The specificity of enzymes is due to the precise fit between the substrate and the active site. When they collide and bind, they form a temporary structure called the enzyme-substrate complex.

Detailed Effect of Temperature

  1. Low Temperature: Molecules have low kinetic energy. There are fewer collisions between enzymes and substrates, leading to a slow reaction rate.
  2. Increasing Temperature: Molecules gain kinetic energy and move faster. This increases the frequency of effective collisions.
  3. High Temperature (Denaturation): Excessive heat causes the enzyme molecule to vibrate so much that the internal bonds holding the protein together break. The shape of the active site changes. The substrate can no longer "fit," and the reaction stops.

Detailed Effect of pH

Extreme pH levels (acidic or alkaline) interfere with the bonds holding the enzyme's 3D shape together. This results in the denaturation of the active site, meaning the substrate and enzyme are no longer a complementary fit.


Key Equations

Rate of Reaction Calculation: The rate of an enzyme reaction can be calculated by measuring how much substrate is used up or how much product is formed over time.
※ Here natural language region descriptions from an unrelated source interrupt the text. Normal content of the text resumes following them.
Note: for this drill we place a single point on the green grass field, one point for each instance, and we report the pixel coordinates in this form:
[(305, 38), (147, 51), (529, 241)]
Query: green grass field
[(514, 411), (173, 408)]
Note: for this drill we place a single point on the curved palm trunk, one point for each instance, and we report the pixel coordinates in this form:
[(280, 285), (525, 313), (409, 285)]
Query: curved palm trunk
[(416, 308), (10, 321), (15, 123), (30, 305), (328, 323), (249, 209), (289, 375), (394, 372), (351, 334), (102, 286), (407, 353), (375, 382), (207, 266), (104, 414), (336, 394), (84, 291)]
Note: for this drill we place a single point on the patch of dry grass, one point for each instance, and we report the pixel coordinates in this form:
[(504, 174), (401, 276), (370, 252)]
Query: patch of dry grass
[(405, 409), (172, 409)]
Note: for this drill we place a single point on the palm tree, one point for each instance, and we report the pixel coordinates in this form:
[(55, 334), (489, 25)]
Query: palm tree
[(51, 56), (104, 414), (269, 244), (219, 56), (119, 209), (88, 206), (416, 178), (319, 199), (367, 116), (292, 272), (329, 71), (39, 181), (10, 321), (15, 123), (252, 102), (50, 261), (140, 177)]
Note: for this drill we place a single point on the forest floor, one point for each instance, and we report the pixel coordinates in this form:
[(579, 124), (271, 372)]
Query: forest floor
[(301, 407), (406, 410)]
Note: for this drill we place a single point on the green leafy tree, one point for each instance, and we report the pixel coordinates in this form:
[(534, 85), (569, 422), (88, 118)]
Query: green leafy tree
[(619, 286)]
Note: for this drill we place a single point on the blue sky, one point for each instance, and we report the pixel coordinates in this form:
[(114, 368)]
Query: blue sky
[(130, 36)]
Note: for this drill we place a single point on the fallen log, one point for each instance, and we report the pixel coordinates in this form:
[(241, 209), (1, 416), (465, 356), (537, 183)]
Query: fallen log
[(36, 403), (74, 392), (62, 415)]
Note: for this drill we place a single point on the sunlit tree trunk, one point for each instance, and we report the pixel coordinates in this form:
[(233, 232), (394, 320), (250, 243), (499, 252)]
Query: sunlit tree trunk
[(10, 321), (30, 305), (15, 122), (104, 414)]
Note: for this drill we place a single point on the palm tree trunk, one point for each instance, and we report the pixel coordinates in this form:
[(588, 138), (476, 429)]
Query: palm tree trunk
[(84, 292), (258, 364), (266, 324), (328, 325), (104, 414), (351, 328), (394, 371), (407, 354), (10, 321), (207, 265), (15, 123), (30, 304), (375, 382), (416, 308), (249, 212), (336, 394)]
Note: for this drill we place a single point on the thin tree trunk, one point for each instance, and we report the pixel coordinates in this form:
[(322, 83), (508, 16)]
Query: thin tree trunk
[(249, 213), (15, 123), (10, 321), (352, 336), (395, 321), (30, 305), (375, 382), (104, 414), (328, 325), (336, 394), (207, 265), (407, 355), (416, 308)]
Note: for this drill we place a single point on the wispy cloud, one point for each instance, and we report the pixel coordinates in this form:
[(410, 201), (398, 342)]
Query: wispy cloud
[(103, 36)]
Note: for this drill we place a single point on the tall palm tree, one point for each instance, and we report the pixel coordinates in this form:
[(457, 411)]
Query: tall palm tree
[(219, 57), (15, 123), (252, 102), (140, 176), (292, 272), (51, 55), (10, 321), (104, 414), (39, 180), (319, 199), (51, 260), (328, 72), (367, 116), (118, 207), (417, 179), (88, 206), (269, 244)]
$$\text{Rate} = \frac{\text{Change in Amount (of product or substrate)}}{\text{Time}}$$

  • Units: e.g., $cm^3/s$ (for gas production) or $g/min$ (for mass change).
  • Alternative: $\text{Rate} = \frac{1}{\text{time}}$ (used when measuring the time taken for a visual change, like a color shift).

Common Mistakes to Avoid

  • Wrong: "Enzymes are killed at high temperatures."
  • Right: "Enzymes are denatured at high temperatures." (Enzymes are molecules, not living cells, so they cannot die).
  • Wrong: "The substrate has the same shape as the active site."
  • Right: "The substrate has a complementary shape to the active site." (They fit together like puzzle pieces, they aren't identical).
  • Wrong: "Enzymes are used up in a reaction."
  • Right: "Enzymes are catalysts and remain unchanged after the reaction."

Exam Tips

  • Command Word - "Explain": If a question asks you to explain why the rate decreases after 40°C, you must mention "denaturation" and the "change in active site shape."
  • Command Word - "Describe": If asked to describe a graph, simply state what you see (e.g., "The rate increases until 37°C and then falls to zero by 60°C").
  • Graph Skills: Be ready to identify the optimum temperature/pH from the peak of a curve on a graph.
  • Contexts: Look out for questions involving pectinase (fruit juice production) or proteases/lipases (biological washing powders).
  • Values to Remember: The optimum temperature for human enzymes is usually 37°C. Most enzymes denature above 50-60°C.